Так я и прочел снова ту омерзительную главу – и содрогнулся вдвойне, поскольку текст действительно не оказался для меня новым. Я видел его прежде, о чем бы там следы ни свидетельствовали, – а уж место, где я ознакомился с этими строками, лучше бы предать забвению. И никто на свете, наяву, не может напомнить мне об этой главе, но вот сны мои отныне исполнены кошмаров. Мне хватает духу процитировать лишь один абзац, насколько мне удалось перевести его с далекой от изящества вульгарной латыни.

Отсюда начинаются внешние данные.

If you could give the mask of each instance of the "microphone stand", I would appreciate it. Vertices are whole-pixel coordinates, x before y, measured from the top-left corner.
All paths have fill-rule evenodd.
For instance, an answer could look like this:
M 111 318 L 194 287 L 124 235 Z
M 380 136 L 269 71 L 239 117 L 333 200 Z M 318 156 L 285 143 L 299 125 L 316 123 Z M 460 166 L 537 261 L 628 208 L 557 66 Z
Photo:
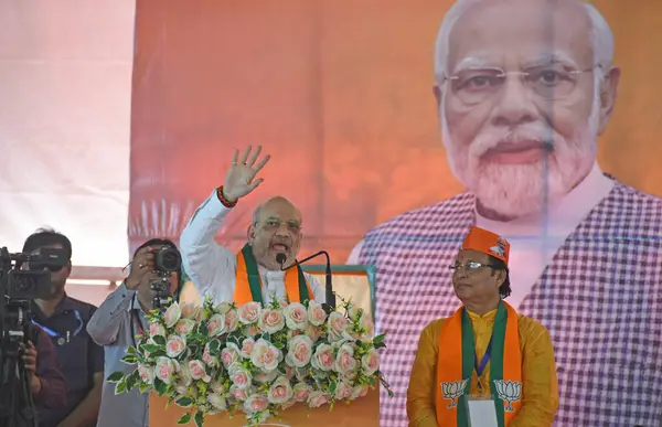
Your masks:
M 312 254 L 311 256 L 303 258 L 301 260 L 295 259 L 295 263 L 288 267 L 285 267 L 285 261 L 287 259 L 285 254 L 276 255 L 276 260 L 278 261 L 278 264 L 280 264 L 280 270 L 285 271 L 285 270 L 292 268 L 293 266 L 298 266 L 298 265 L 301 265 L 312 258 L 317 258 L 320 255 L 324 255 L 324 257 L 327 258 L 327 269 L 325 269 L 325 279 L 327 280 L 325 280 L 325 286 L 324 286 L 324 289 L 327 291 L 327 301 L 325 301 L 325 303 L 322 305 L 322 308 L 324 309 L 327 314 L 329 314 L 335 310 L 335 293 L 333 293 L 333 285 L 331 284 L 331 257 L 329 257 L 329 253 L 327 253 L 327 250 L 320 250 L 320 252 Z

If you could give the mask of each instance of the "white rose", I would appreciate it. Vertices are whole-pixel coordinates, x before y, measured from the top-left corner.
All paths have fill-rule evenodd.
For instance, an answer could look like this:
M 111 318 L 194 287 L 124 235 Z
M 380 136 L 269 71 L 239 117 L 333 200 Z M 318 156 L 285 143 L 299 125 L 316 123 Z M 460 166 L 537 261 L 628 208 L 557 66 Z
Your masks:
M 166 327 L 172 328 L 177 324 L 177 322 L 182 318 L 182 310 L 179 307 L 179 303 L 172 302 L 170 307 L 166 310 L 166 314 L 163 316 L 163 320 L 166 321 Z
M 317 301 L 308 302 L 308 321 L 316 327 L 324 324 L 327 321 L 327 312 L 321 303 Z
M 281 310 L 264 309 L 259 316 L 259 327 L 267 333 L 276 333 L 285 328 Z
M 166 354 L 168 357 L 177 357 L 186 350 L 186 339 L 181 335 L 171 335 L 166 341 Z
M 278 363 L 281 360 L 282 353 L 280 350 L 271 345 L 268 341 L 259 339 L 253 346 L 250 361 L 256 367 L 270 372 L 278 367 Z
M 180 319 L 174 324 L 174 331 L 180 335 L 185 335 L 195 329 L 195 321 L 192 319 Z
M 295 367 L 303 367 L 312 357 L 312 340 L 307 335 L 297 335 L 287 343 L 286 363 Z
M 225 314 L 214 314 L 207 322 L 210 337 L 218 337 L 225 332 Z
M 267 398 L 269 403 L 281 405 L 293 396 L 292 387 L 285 376 L 278 377 L 269 387 Z
M 284 310 L 287 327 L 295 331 L 302 331 L 308 323 L 308 310 L 300 302 L 291 302 Z

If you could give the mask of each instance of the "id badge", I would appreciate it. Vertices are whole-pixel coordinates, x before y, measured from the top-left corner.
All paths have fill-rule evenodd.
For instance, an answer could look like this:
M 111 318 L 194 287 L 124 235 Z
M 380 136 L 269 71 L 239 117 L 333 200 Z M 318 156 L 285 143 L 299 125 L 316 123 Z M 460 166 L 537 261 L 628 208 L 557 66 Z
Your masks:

«Нижайшие пещеры, – писал безумный араб, – не для восприятия глазами, что даны нам для зрения, ибо чудеса их непостижимы и ужасающи. Окаянен край, где мертвые мысли оживают вновь да в диковинном воплощении, и нечист разум, что не в голове содержится. Воистину, мудро молвил Ибн Шакабак[62]: блаженна та могила, в коей не покоится колдун, и мирно спит тот город в ночи, колдуны чьи обращены в пепел. Ибо издревле ходит молва, будто купленная дьяволом душа не бежит вовсе из гробового праха, но питает и наставляет того самого Червя, что гложет прах сей, покуда из разложения не возникает отвратительная жизнь, а скудоумные падальщики из недр не набираются злокозненности, дабы раздирать землю сию, и не разбухают чудовищно, дабы зачумлять ее. Гигантские норы тайно прорыты там, где должно быть порам земным, и перешли на шаг твари, коим от роду – ползать».

Перевод Дениса Попова

Примечание

Рассказ написан Лавкрафтом в октябре 1923 года и впервые опубликован в “Weird Tales”, вып. 5, № 1 (январь 1925-го); с. 169–174. Произведение создано под влиянием его первого посещения (в декабре 1922-го) города Марблхед, штат Массачусетс; о данном событии он даже спустя восемь лет отзывался в письме куратору Патерсонского музея (а в прошлом анархистскому активисту) Джеймсу Ф. Мортону (1870–1941) в крайне восторженных тонах: «Это был самый впечатляющий эмоциональный взлет, что я испытал почти за сорок лет своего существования. В мгновение ока все прошлое Новой Англии – все прошлое старой Англии, все прошлое англосаксов и Западного мира – захлестнуло меня и слило с умопомрачительной полнотой всего сущего так, как никогда прежде и уже никогда в будущем. То было апогеем всей моей жизни» (Selected Letters III (1929–1931), by H.P. Lovecraft, edited by August Derleth and Donald Wandrei, Sauk City, WI: Arkham House Publishers, Inc., 1971; pp. 126–127). Зловещая церковь в «Празднестве» списана с реально существующей Епископальной церкви Святого Михаила на Саммер-стрит (бывшей Фрог-лейн). Примечателен тот факт, что во времена Лавкрафта о существовании склепа под алтарем известно не было – его обнаружили лишь в 1976 г. (см. The H. P. Lovecraft companion, by Philip A. Shreffler, Westport, Conn.: Greenwood Press, 1977; pp. 67, 70). Мрачный же «высокий холм, голый и продуваемый всеми ветрами», мимо которого герой проходит в самом начале рассказа, – это марблхедское кладбище Олд-Бьюриал-Хилл, одно из старейших в Новой Англии.